Este joven había vivido en un orfanato en
otro país, y contó que recordaba que la gente iba a visitarlo a él y a sus
amigos (tal como estos jóvenes lo hacían), y que después, se iban.
Ocasionalmente, alguien volvía y adoptaba un niño. Pero cada vez que no lo
llevaban a él, se preguntaba: ¿Qué tengo de malo?
Tras la visita de aquellos jóvenes al
orfanato, y su posterior partida, sus viejos sentimientos regresaron a su
mente. Entonces, sus compañeros oraron por él y agradecieron a Dios que, un
día, una mujer (su nueva madre) apareció y lo escogió como hijo suyo. Fue la
celebración de un acto de amor que le brindó esperanza a un muchachito.

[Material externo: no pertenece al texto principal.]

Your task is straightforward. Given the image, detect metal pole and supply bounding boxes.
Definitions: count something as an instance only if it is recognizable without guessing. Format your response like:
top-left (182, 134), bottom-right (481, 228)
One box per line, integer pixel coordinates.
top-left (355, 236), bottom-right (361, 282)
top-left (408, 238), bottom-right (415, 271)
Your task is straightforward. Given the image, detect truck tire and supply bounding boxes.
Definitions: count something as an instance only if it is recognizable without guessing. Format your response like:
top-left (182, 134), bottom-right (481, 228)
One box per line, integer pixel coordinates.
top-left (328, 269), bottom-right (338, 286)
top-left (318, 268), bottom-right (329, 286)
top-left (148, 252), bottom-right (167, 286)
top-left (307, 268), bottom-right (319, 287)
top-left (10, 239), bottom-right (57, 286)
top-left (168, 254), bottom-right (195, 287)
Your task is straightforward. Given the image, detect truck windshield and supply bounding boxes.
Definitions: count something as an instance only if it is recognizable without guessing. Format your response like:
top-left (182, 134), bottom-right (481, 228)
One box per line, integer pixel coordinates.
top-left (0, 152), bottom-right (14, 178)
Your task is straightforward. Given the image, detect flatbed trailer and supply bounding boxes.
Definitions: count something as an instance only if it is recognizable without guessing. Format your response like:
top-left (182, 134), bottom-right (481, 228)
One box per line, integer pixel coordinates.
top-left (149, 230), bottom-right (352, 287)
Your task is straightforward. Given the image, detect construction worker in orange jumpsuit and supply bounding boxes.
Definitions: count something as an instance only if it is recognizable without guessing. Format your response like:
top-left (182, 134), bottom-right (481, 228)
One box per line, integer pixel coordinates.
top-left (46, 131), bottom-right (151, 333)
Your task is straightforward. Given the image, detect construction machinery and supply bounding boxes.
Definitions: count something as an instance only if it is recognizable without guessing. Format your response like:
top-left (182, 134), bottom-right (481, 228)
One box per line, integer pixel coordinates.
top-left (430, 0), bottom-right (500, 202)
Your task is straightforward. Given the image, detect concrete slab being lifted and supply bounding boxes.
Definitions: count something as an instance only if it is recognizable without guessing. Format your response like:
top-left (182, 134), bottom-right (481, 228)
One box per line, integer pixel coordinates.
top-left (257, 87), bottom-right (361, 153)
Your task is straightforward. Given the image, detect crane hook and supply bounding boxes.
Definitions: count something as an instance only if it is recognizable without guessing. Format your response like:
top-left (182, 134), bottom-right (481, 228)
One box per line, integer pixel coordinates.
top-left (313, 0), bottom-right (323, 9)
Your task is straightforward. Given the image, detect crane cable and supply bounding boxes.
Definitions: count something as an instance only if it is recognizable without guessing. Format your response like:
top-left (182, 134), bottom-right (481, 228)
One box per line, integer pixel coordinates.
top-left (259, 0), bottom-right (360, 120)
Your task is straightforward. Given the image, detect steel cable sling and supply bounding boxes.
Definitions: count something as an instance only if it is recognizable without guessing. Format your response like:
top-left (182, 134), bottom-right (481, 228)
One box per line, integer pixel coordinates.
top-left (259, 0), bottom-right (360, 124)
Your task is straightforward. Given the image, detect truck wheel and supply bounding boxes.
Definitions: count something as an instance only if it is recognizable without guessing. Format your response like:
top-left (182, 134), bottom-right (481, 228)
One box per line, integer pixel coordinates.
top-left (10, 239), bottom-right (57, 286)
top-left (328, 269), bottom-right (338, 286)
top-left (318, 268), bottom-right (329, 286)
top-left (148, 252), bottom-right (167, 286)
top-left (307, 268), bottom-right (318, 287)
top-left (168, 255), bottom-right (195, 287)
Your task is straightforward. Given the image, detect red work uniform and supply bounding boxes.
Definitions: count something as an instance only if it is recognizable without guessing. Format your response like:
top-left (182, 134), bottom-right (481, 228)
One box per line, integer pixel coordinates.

En todo el mundo, hay niños que necesitan
saber que Dios los ama (Mateo 18:4-5; Marcos 10:13-16; Santiago 1:27). Sin
duda, no todos podemos adoptar o visitar a estos niños, y está claro que no se
espera que lo hagamos. Pero sí hay algo que todos podemos hacer: sostener,
animar, enseñar, orar. Cuando amamos a los niños del mundo, honramos a nuestro
Padre que nos adoptó en su familia (Gálatas 4:4-7).